Острая боль пронзила правый указательный палец. Ванчуков отдёрнул руку. Большая упитанная белая крыса шлёпнулась на посыпанное свежими пахучими опилками дно пластмассовой клетки. Задорно, с видом победителя, снисходительно взглянула на укушенного ей Олика. Лениво побегала кругами; поблёскивая красными бусинками глаз, мирно уселась в дальнем углу, подобрав под себя лапки.

– С мылом помой, – сказала Таня. – Сильно кровит?

– Нет, – мотнул Ванчуков головой, открывая воду и вращая обмылок в кулаке левой руки.

– Кто ж так делает, – в голосе Тани явно слышалась нотка сочувствия, – ты её прижал, вот и получил… Они у нас ручные, совсем не кусучие. Палец дай сюда! – Таня уже стояла с пузырьком йода и ватным тампоном наизготовку.

– Щиплет… – прошептал Ванчуков.

– Подуй! – приказала Таня.

Ванчуков подул на моментально ставший коричневым, ещё чуть сырой от воды палец.

– Прямей палец держи, – Таня ловко намотала полтора витка широкого лейкопластыря, сверху в одно движение надела тесный резиновый напальчник. Улыбнулась: «Годится!»

– Ты же её сжал, как бешеный! Вот ей и не понравилось. Ещё раз смотри, как надо. У тебя ведь уже сколько раз нормально получалось… – Таня спокойно просунула незащищённую руку сквозь дверку в сетчатой крышке клетки, погладила крысу по спинке. Та сидела спокойно, только чуть приподнялась на задних лапках, оторвав передние от пола; обнюхала руку.

– Вот видишь. У неё и в мыслях нет меня кусать… – Таня завела кисть руки под пузечко, чуть выгнула ладонь лодочкой и, аккуратно приподняв животное над полом клетки, вытащила наружу. Ладонь другой руки положила на спинку. Крыса оказалась между ладоней девушки, словно в тёплом коконе; от удовольствия поначалу зажмурилась, а после и вообще закрыла глаза.

– Они ласку чувствуют, – сказала, лучась серыми ясными глазами, лаборантка Таня. – Ну, теперь ты. Попробуй, – и снова отпустила крысу в клетку.

Ванчуков повторил всё в точности. Крыса и не собиралась кусаться, разве что внимательно обнюхала свежий напальчник.

– Ты, главное, не бойся.

– Я и не боюсь, – смутился Ванчуков.

– Вот и славно, – улыбнулась Таня. – Теперь так: я каждую достаю, держу, ты колешь. Как колоть, помнишь?

– Помню. Сегодня левое заднее бедро, подкожно. Полкубика.

– Молодец!
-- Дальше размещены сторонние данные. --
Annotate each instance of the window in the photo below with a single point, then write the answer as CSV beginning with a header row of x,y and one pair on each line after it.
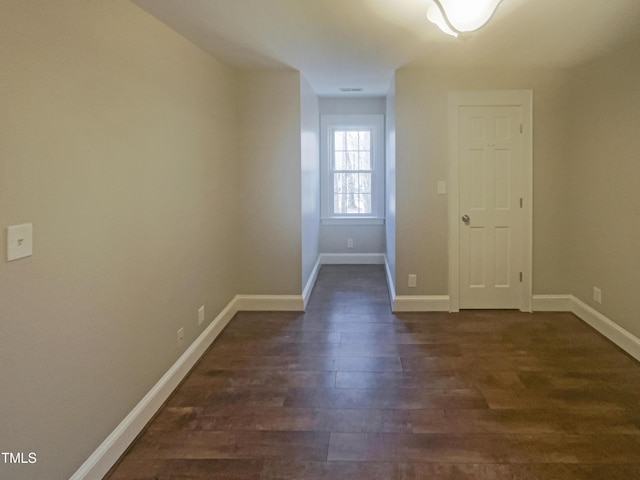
x,y
353,169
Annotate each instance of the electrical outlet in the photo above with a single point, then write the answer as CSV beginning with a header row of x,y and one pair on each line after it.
x,y
597,295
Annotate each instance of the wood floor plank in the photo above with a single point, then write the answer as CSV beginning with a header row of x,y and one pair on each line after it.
x,y
349,390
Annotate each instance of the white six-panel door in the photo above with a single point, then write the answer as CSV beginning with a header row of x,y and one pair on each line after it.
x,y
490,206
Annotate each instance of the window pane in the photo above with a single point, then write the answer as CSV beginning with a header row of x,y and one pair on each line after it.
x,y
352,161
364,203
351,182
365,160
352,140
364,183
352,205
365,140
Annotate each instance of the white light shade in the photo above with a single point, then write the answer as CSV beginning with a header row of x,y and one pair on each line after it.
x,y
434,14
463,15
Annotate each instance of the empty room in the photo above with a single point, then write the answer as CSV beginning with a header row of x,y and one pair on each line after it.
x,y
320,239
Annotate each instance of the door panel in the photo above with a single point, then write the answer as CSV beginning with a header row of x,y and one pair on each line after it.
x,y
490,191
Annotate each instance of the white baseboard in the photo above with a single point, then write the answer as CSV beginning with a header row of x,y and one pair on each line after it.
x,y
552,303
282,303
351,258
618,335
390,281
421,303
108,453
611,330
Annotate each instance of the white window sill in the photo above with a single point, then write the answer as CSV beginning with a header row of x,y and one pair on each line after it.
x,y
352,221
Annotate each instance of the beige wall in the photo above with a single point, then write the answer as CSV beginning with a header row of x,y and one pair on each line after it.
x,y
118,141
270,150
310,186
604,183
390,184
421,160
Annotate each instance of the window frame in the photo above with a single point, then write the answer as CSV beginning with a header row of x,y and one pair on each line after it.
x,y
328,125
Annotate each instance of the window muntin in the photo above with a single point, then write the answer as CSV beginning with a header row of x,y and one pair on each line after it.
x,y
352,155
352,172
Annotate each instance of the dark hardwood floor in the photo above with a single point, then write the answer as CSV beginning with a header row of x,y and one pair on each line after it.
x,y
350,391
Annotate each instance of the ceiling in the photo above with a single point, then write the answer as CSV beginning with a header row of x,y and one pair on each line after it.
x,y
360,43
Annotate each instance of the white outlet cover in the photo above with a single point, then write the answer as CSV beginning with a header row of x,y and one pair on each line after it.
x,y
19,241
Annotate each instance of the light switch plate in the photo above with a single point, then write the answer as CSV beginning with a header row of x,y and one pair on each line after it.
x,y
19,241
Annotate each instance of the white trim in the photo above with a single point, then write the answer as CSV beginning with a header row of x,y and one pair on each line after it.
x,y
282,303
618,335
611,330
352,258
524,99
110,450
552,303
390,281
329,123
306,293
352,221
421,303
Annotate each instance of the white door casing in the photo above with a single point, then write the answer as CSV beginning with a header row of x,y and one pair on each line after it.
x,y
490,186
490,177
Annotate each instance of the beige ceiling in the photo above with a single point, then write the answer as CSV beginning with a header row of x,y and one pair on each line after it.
x,y
359,43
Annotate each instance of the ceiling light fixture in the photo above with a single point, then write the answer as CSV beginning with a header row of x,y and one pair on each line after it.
x,y
458,17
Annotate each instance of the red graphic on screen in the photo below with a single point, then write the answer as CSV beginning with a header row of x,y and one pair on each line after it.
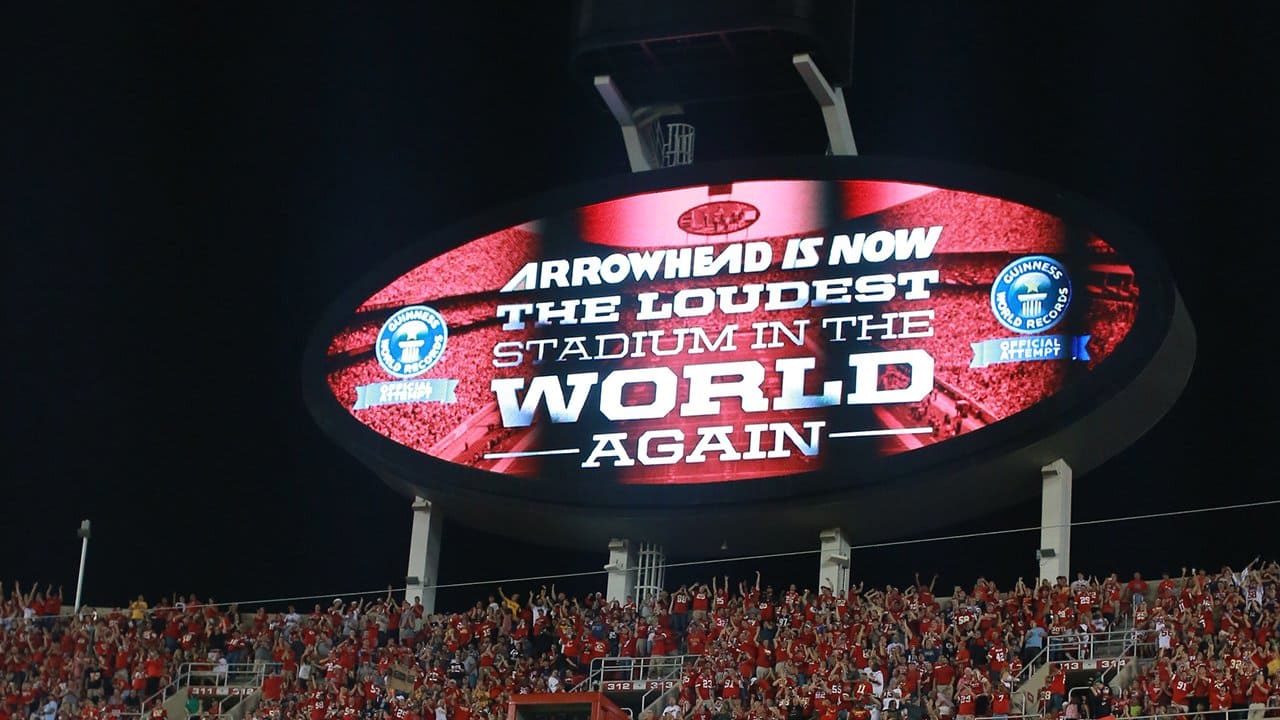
x,y
718,218
720,333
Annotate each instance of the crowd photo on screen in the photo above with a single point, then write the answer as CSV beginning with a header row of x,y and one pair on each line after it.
x,y
1192,643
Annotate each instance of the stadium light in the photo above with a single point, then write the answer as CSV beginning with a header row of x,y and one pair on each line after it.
x,y
83,533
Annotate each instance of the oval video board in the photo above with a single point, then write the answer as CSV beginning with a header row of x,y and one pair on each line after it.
x,y
835,323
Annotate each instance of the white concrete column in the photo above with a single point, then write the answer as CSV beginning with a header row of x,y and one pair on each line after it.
x,y
833,561
1055,548
424,555
621,570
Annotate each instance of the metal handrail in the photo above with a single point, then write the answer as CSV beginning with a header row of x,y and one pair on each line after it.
x,y
187,671
634,669
1087,646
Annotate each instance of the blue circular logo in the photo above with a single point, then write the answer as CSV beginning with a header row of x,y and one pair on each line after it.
x,y
1031,295
411,341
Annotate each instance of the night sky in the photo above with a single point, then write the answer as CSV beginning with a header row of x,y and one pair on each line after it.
x,y
191,183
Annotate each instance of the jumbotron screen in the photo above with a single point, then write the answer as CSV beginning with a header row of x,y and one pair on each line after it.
x,y
721,333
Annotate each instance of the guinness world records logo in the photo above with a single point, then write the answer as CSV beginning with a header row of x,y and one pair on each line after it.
x,y
1031,295
411,341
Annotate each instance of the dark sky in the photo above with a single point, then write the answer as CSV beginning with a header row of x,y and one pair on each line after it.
x,y
190,185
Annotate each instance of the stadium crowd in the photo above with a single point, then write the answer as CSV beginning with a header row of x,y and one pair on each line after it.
x,y
752,652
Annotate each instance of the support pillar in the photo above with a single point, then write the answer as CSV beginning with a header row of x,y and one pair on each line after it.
x,y
833,561
635,124
621,570
650,572
835,113
424,555
1055,547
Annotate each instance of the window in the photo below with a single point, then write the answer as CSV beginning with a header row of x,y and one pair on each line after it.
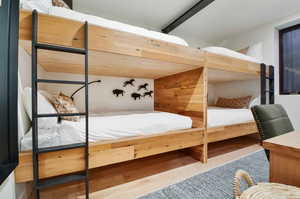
x,y
9,20
289,56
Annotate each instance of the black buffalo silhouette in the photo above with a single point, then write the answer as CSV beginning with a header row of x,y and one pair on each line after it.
x,y
148,94
136,96
143,86
118,92
129,82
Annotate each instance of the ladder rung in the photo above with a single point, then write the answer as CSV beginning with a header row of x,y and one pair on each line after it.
x,y
60,180
270,78
60,148
59,81
60,48
269,91
61,115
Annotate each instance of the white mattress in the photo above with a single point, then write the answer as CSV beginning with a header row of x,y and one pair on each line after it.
x,y
98,21
230,53
109,127
217,116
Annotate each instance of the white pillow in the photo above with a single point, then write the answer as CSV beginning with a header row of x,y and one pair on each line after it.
x,y
66,13
256,51
254,101
41,6
44,107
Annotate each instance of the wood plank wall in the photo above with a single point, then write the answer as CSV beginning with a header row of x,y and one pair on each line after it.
x,y
184,93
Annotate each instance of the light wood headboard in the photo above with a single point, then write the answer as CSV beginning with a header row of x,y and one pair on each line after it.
x,y
184,93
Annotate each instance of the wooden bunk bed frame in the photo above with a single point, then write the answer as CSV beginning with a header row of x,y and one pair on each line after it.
x,y
180,78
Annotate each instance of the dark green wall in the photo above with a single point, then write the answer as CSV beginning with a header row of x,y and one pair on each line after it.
x,y
9,15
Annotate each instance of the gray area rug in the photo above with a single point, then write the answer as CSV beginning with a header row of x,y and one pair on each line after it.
x,y
216,183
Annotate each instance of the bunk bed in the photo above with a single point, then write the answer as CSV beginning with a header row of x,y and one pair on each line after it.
x,y
180,76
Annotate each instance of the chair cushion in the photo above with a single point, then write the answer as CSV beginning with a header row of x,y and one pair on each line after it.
x,y
272,120
271,191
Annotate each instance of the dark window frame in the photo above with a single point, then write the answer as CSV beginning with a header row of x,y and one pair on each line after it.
x,y
281,66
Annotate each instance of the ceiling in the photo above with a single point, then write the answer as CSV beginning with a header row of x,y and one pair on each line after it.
x,y
218,21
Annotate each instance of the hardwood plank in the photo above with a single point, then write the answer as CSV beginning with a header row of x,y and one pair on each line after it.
x,y
288,143
159,170
106,153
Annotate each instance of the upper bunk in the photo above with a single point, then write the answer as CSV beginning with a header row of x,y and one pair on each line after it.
x,y
118,53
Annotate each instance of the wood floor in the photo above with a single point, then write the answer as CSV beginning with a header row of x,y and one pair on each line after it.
x,y
134,178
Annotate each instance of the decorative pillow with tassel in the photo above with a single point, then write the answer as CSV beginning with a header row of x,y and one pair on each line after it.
x,y
64,104
241,102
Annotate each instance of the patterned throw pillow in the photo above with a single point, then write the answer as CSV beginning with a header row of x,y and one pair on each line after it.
x,y
241,102
60,3
64,104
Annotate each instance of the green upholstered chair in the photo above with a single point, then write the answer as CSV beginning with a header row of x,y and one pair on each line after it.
x,y
271,120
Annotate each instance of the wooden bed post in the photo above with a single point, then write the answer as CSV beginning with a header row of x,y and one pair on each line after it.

Всё правильно помнишь…


Обратно идти из «крысиного» вивария было, от двери до двери, всего-то метров пятьдесят. Яркое июльское утро в НИИ-шном дворе бурлило жизнью. Из-за высокого кирпичного забора с улицы доносился приглушённый шум автомобилей. На маленьком деревянном жестью оббитом навесе у крайнего окошка второго этажа, на россыпи пшена возбуждённо ворковали и с хрустом перьев дрались голуби.

– Опять кадровик гладиаторские бои среди птиц устраивает! – звонко рассмеялась Таня. – Ну не дебил ли?..


– …Мы его, конечно, на всё лето оформим. Да, оформим! – говорил месяц назад Светлане Александровне лабораторский кадровик Гавриленков, сидя в маленьком, приспособленном из кладовки, кабинетике, за маленьким колченогим столиком. Светлана Александровна сидела по другую сторону стола от кадровика. На Ванчукова места в кабинете уже не хватило, поэтому он как был, так и остался стоять в открытом дверном проёме, на самом сквозняке: одна створка окна распахнута, на навесе с пшеном шуршали голуби.

– Как вы в таком шуме тут сидите? – рассмеялась Светлана Александровна.

– Так ведь птицы-то… птицы тоже есть хотят… – расплылся в улыбке круглолицый полнотелый неопределённого возраста инспектор по кадрам Гавриленков. – Вот и подкармливаю… Мы вашего Ольгерда Сергеевича, да, правильно?.. – Ванчуков солидно кивнул. Его первый раз в жизни назвали по имени-отчеству, – …оформим на ставку лаборанта временно, на три месяца. Трудовую книжку выпишем. Да, выпишем, обязательно!.. Но тут два момента… – кадровик запнулся.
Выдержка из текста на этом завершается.